627. Keskin kılıcını çek, haset edenlerin kanlarını dök!

Müfte'ilün, Fa'ilün, Müfte'ilün, Fa'iliin 

(c. III, 1304)

• Bana şarap gerekmez, ben şarabın durusundan da, tortusundan da vazgeçtim. Ben kendi kanıma susamışım, nefisle savaş zamanı geldi.

• Keskin kılıcı kınından çek! Haset edenlerin kanlarını dök, ta ki bedensiz baş kendi bedeni etrafında çırpınarak dönüp dursun!

• însan kellelerinden dağ yap! Dökülen kanımızdan deniz meydana getir, ta ki toprak ve kum, akan kan damlalarını içsin!

• Ey gönlümden haberdar olan! Yürü git, ağzımı tutma, yoksa gönlüm yarılır da yarığından kan fışkırır.

• Bırak söyleyeyim, sözümden belki kavga çıkar ama kavgaya kulak verme, hiç aldırış etme. Bizim saltanatımız ve kahrımız insanlar tarafından meydana gelmez.

• Ateşin gönlüne atılırım, ateşine sevine sevine lokma olurum. Kibrit gibi olan canın göbeğini neyin üstünde kestiler biliyor musunuz?

• Ateş bizim oğlumuzdur ve kanımıza susamıştır. Bizim bağımızla bağlanmıştır. Aramızda ayrılık olmaması için, her ikimiz beraber bulunuruz.

• Ateş oduna der ki: "Git, sen siyahsın, ben beyazım." Odun da der ki: "Sen yanmışsın, ben yanmamışım, kurtulmuşum."

• Ne bu tarafta, ne de o tarafta yüz bulamaz. 0 da iki karanlık arasındaki siyahta gizlenir kalır.

• 0 anka gibi bütün kuşları geçmiştir. Göklere yol bulamadı da o zavallı, Kaf dağında kaldı. 

• Ey fitne, karışıklık arayan, haydi kalk! Sendeki o idrak testisini taşa vur kır,  ta ki hakîkat nehrinin suyunu onunla çekemezsin, taşıyamazsın. Senin kusurunu söyleyeyim. 

• Bedenleri toprak altında uyuyan, toprağı bedenlerine yorgan edinen temiz ruhlar gibi artık biz de susalım.

 

628. Bütün dünya, mevki, servet, şöhret peşinde çırpınıp durmada.

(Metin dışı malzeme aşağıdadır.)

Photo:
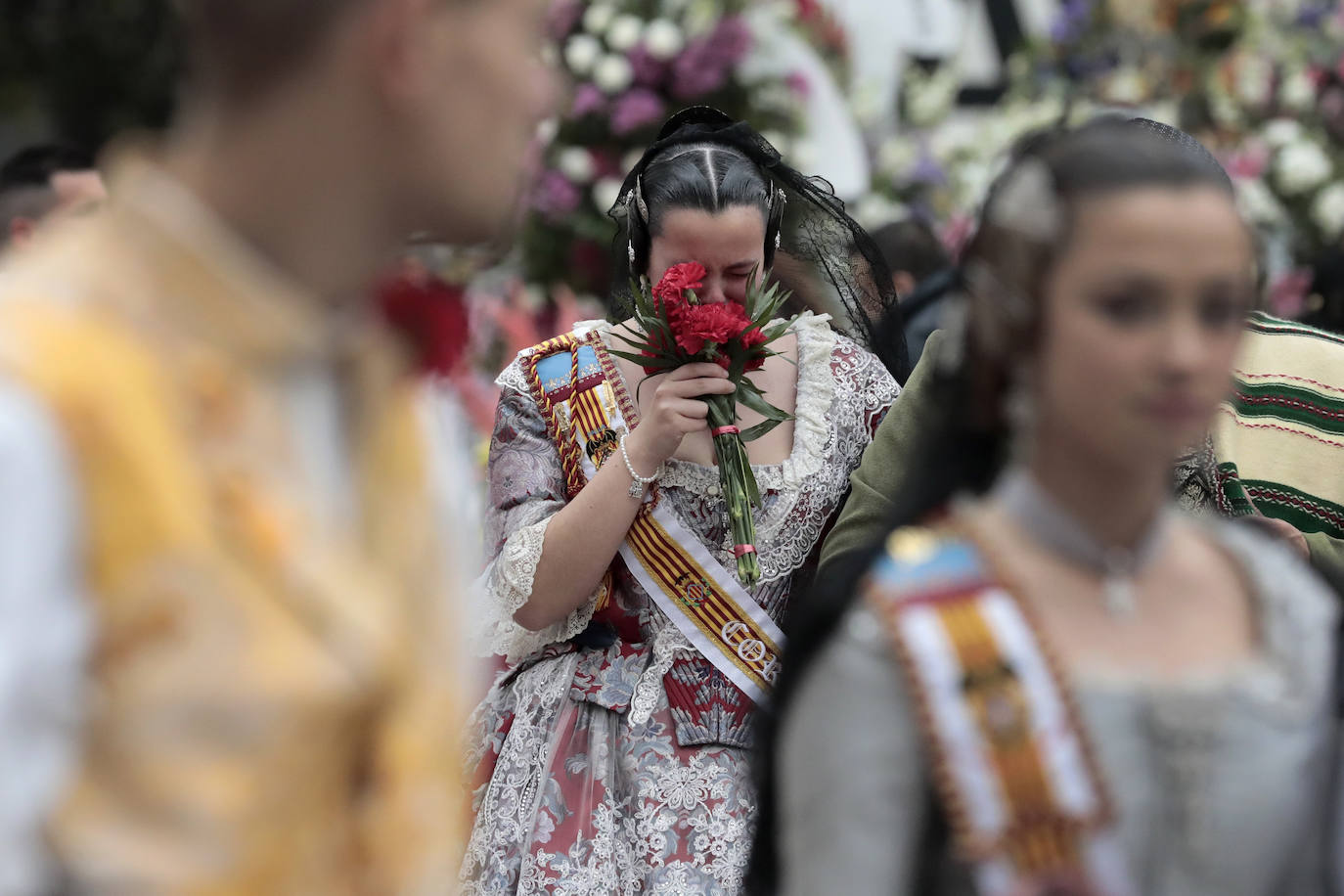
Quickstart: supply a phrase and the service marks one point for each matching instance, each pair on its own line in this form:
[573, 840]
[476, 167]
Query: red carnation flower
[700, 324]
[676, 281]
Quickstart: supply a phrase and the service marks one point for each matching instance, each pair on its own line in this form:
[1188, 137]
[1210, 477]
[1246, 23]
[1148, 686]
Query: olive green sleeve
[867, 512]
[1326, 558]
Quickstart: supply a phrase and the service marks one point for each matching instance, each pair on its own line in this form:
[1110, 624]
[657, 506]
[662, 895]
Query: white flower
[701, 17]
[606, 193]
[613, 74]
[599, 18]
[581, 54]
[663, 39]
[546, 130]
[897, 156]
[1298, 92]
[575, 164]
[1258, 203]
[1282, 132]
[1328, 209]
[1301, 166]
[624, 32]
[1254, 76]
[876, 209]
[1127, 86]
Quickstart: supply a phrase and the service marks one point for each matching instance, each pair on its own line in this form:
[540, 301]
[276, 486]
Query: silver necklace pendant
[1118, 596]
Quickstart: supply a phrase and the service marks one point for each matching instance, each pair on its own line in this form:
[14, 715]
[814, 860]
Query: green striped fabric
[1279, 439]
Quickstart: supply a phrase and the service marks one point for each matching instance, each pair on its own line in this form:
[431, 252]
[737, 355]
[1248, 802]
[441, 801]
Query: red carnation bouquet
[679, 330]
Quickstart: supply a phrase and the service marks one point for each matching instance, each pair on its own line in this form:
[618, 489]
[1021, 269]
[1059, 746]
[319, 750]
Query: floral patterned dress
[610, 756]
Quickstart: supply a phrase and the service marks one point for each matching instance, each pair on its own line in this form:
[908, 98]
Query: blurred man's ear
[21, 231]
[904, 283]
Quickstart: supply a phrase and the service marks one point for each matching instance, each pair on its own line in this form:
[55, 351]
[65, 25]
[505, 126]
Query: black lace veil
[809, 219]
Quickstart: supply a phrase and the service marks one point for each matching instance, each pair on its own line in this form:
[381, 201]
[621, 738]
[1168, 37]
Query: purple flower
[635, 109]
[1070, 22]
[732, 40]
[554, 197]
[704, 65]
[648, 71]
[927, 171]
[588, 100]
[562, 17]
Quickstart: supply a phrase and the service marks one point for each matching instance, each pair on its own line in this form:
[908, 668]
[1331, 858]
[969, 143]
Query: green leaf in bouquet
[750, 396]
[753, 432]
[644, 360]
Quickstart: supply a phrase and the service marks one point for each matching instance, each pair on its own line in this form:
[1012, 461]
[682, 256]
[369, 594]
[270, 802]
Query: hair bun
[706, 115]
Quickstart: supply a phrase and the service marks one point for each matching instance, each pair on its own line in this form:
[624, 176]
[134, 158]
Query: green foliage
[93, 67]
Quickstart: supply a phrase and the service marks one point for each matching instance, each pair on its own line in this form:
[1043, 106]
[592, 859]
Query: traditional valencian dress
[613, 756]
[981, 766]
[229, 501]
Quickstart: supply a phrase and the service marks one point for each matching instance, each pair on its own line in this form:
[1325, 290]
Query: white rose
[599, 18]
[1301, 166]
[606, 193]
[1258, 203]
[624, 32]
[663, 39]
[577, 164]
[897, 156]
[613, 74]
[581, 54]
[1328, 209]
[1282, 132]
[1298, 92]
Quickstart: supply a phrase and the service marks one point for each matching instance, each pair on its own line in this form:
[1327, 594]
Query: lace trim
[509, 585]
[648, 690]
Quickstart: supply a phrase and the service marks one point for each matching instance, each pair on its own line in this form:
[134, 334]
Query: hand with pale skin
[582, 539]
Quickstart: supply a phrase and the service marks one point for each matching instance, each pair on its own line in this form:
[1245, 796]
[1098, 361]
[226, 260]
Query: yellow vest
[273, 700]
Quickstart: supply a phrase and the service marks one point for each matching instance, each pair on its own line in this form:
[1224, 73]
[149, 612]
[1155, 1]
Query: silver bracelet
[639, 482]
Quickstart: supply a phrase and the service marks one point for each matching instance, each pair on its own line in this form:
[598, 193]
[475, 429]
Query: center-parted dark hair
[706, 177]
[1024, 229]
[703, 158]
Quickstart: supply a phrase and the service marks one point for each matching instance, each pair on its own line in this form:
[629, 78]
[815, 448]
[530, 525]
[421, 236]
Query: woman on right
[1048, 680]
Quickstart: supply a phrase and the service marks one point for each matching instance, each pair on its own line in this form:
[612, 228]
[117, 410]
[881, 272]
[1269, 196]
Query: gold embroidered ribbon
[586, 414]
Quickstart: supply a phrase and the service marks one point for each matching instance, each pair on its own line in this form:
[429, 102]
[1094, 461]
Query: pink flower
[1287, 294]
[556, 198]
[588, 100]
[648, 71]
[636, 109]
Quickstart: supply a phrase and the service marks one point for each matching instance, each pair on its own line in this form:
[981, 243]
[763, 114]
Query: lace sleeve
[876, 388]
[525, 492]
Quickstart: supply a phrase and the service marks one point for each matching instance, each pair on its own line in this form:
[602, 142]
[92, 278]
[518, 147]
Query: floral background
[1261, 82]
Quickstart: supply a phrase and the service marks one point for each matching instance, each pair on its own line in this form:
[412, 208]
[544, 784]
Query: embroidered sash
[579, 391]
[1010, 762]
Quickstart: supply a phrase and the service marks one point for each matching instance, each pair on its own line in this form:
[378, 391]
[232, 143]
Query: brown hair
[240, 47]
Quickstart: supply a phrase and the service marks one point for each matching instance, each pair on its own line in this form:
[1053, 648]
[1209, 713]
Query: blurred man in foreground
[216, 470]
[45, 183]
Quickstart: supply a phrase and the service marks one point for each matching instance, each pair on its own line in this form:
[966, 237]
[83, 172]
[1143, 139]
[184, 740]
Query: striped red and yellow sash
[582, 396]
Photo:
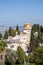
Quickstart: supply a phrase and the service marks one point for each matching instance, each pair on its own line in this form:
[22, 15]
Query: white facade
[21, 40]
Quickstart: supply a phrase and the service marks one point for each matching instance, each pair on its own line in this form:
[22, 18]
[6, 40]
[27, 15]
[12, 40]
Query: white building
[21, 40]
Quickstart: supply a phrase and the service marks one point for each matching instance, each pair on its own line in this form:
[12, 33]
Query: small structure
[21, 40]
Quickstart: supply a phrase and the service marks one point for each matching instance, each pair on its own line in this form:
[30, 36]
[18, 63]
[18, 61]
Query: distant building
[21, 40]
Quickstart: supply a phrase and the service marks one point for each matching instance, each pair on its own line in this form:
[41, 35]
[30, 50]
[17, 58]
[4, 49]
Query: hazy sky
[13, 12]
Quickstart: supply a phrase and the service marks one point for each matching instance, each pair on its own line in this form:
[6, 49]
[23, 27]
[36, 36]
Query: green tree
[2, 45]
[0, 36]
[34, 42]
[17, 29]
[38, 56]
[6, 35]
[10, 30]
[21, 55]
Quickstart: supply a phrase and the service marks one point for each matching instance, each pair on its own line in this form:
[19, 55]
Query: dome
[27, 26]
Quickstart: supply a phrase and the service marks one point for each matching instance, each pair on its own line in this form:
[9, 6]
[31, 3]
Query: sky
[13, 12]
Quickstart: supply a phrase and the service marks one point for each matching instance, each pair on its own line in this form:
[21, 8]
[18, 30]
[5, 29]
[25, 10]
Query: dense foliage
[2, 45]
[37, 56]
[34, 41]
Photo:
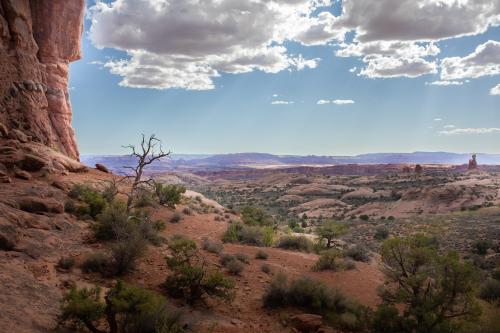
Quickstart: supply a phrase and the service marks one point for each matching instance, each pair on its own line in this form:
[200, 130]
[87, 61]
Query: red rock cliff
[38, 40]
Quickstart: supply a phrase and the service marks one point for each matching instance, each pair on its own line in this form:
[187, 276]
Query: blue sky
[397, 114]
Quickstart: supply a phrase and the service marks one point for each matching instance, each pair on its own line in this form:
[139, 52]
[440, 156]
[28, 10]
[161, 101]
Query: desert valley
[154, 242]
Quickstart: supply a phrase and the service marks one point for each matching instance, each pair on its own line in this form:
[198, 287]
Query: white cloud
[336, 101]
[422, 20]
[387, 67]
[495, 91]
[444, 83]
[185, 44]
[282, 102]
[462, 131]
[484, 61]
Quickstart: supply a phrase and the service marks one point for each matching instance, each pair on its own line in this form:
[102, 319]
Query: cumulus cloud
[495, 91]
[444, 83]
[187, 43]
[335, 101]
[280, 102]
[388, 67]
[423, 20]
[462, 131]
[484, 61]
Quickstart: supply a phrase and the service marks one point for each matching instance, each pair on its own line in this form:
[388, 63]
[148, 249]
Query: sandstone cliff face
[38, 40]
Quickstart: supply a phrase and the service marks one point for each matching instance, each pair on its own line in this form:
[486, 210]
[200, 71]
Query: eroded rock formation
[38, 40]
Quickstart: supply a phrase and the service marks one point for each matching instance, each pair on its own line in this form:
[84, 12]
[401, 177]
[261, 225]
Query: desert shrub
[212, 246]
[329, 231]
[235, 267]
[313, 296]
[169, 194]
[265, 268]
[357, 253]
[490, 290]
[190, 278]
[256, 217]
[242, 257]
[261, 255]
[126, 252]
[431, 286]
[297, 243]
[125, 309]
[113, 223]
[97, 262]
[176, 218]
[251, 235]
[381, 233]
[143, 198]
[327, 261]
[481, 247]
[66, 263]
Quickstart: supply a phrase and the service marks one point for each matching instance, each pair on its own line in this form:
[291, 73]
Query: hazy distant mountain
[182, 162]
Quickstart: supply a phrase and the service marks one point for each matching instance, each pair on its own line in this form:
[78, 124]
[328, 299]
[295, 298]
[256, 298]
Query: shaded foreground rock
[38, 40]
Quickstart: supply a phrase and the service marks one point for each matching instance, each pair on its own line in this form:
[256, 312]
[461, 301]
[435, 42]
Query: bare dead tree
[150, 150]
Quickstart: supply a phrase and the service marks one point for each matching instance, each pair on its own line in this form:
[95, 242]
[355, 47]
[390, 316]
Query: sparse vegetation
[169, 195]
[297, 243]
[191, 279]
[124, 309]
[314, 296]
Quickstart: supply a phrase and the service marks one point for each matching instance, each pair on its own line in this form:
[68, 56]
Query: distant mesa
[473, 162]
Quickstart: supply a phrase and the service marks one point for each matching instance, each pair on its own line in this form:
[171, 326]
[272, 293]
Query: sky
[301, 77]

Müfte'ilün, Mefa'îlün, Müfte'ilün, Mefa'îlün 

(c. III, 1301)

* Biz tenhaya çekilmiş iki üç rind, bir tarafta toplandık. Yüz yüze gelmiş ağızlarını ota daldırmış develer gibiyiz.

* Sağdan soldan develer gibi ağzı köpüre köpüre tama' sarhoşu biri gelmede.

* Gam yemeyen her deve, bu ağıla yol bulamaz. Çünkü onlar vadide, aşağıdalar. Bizse yüce dağın tepesinde, en yüksek bir yerdeyiz.

* Dünya deniz kesilse, biz o denizde Nuh'un gemisiyiz. Nuh'un gemisinin atmasına, kaybolmasına imkan var mıdır ?

*Bütün dünya, mevki, servet, şöhret peşinde çırpınıp durmada, dertlere düşmededir. Bizse bu köşede mutluyuz, hoşuz, epeyce de saygılar görmedeyiz, neşe ile mest olmadayız.

• Arifler mest oldular. Ey hünerli, marifetli, güzel sesli çalgıcı! îçeriye gel, defi eline al, acele bir rubaî söyle!

• Ormanda bir rüzgar estir, her selviye, her söğüde bir esinti yolla, yolla da söğütlerle selviler, çınarlar saf saf olarak baş sallasınlar.

 

629. Tebrizli Şems'in ateşi Hallac'ın dükkanına düştüğü için 
Mansur sevinerek darağacına asılmıştır.

Mefa'iliin, Fe'ilatün, Mefa'ilün, Fe'ilün 

(c. III, 1306)

• Gel gel ki, sen arslansın, arslanların arslanısın. Sen nefsine esir olmuş hayvanlardan değilsin. Çayırlıktan dışarı çık, gel nefsanî istekler ordusunun saflarını yar!

• Medhinde ne söylerlerse hiçbiri yalan değil, ne derlerse doğrudur, hiçbiri de boş söz değildir.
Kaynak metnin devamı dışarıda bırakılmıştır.